In March 2013 Rashwan was elected president of the Egyptian Press Syndicate however he failed to secure a reelection for a second term. As chief of the Press Syndicate, Rashwan strongly opposed the Muslim Brotherhood-led government of president Mohamed Morsi, and was an ardent supporter of the June 2013 protests that led to Morsi's subsequent overthrow in July that year. Rashwan was chosen to be appointed to the 50-member constitution committee during the second transitional period to draft Egypt's current constitution. The constitution was later approved by popular referendum in January 2014. In June 2017 Rashwan was appointed by President el-Sisi as Chairman of the State Information Service and later that year he was appointed as a member of the Supreme Council for Combating Terrorism and Extremism. In March 2019 Rashwan once again became president of the press syndicate after being elected by a landslide while retaining his position as senior government official which drew the criticism of some observers.

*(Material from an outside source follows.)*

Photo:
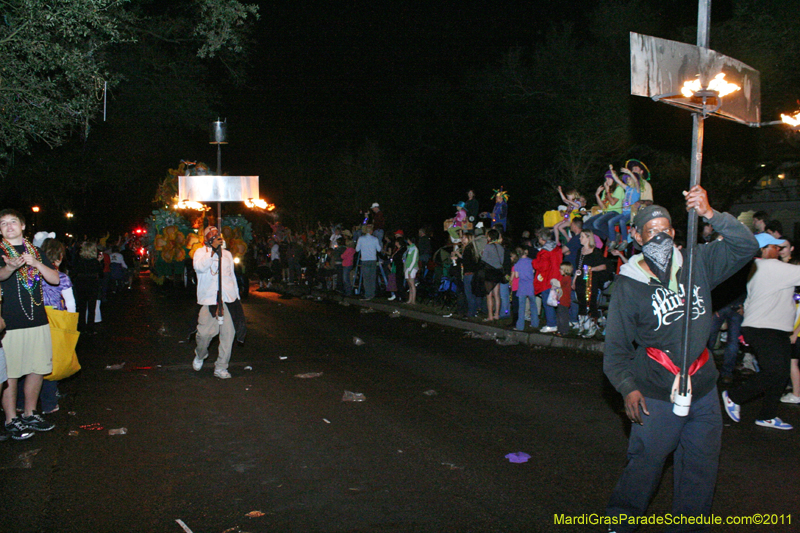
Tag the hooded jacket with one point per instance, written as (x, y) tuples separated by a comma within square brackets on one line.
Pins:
[(644, 313)]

In April 2022 the Egyptian president declared his intention to hold a national dialogue in Egypt under the auspices of the National Training Academy that will include all political parties including most of the secular opposition forces and all segments of Egyptian civil society. In June of the same year Diaa Rashwan was selected as the General coordinator of the National Dialogue in his capacity as both the Chairman of SIS and The President of the Press Syndicate.

Rashwan couldn't run in March 2023 Egyptian association of journalists elections due to the 2 consecutive term limit stipulated by the law. Khaled Al-Balshy a dissident leftist journalist won the elections beating the pro government candidate Khaeld Meery.

On the 10th of February 2026, Diaa Rashwan was appointed as State Minister of Information by President Sisi as part of a cabinet reshuffle. Rashwan retained his position as Chairman of the State Information Service as well.

Rashwan comes from a political family, his father Youssef Rashwan was a member of the Egyptian parliament representing the district of Armant in Upper Egypt.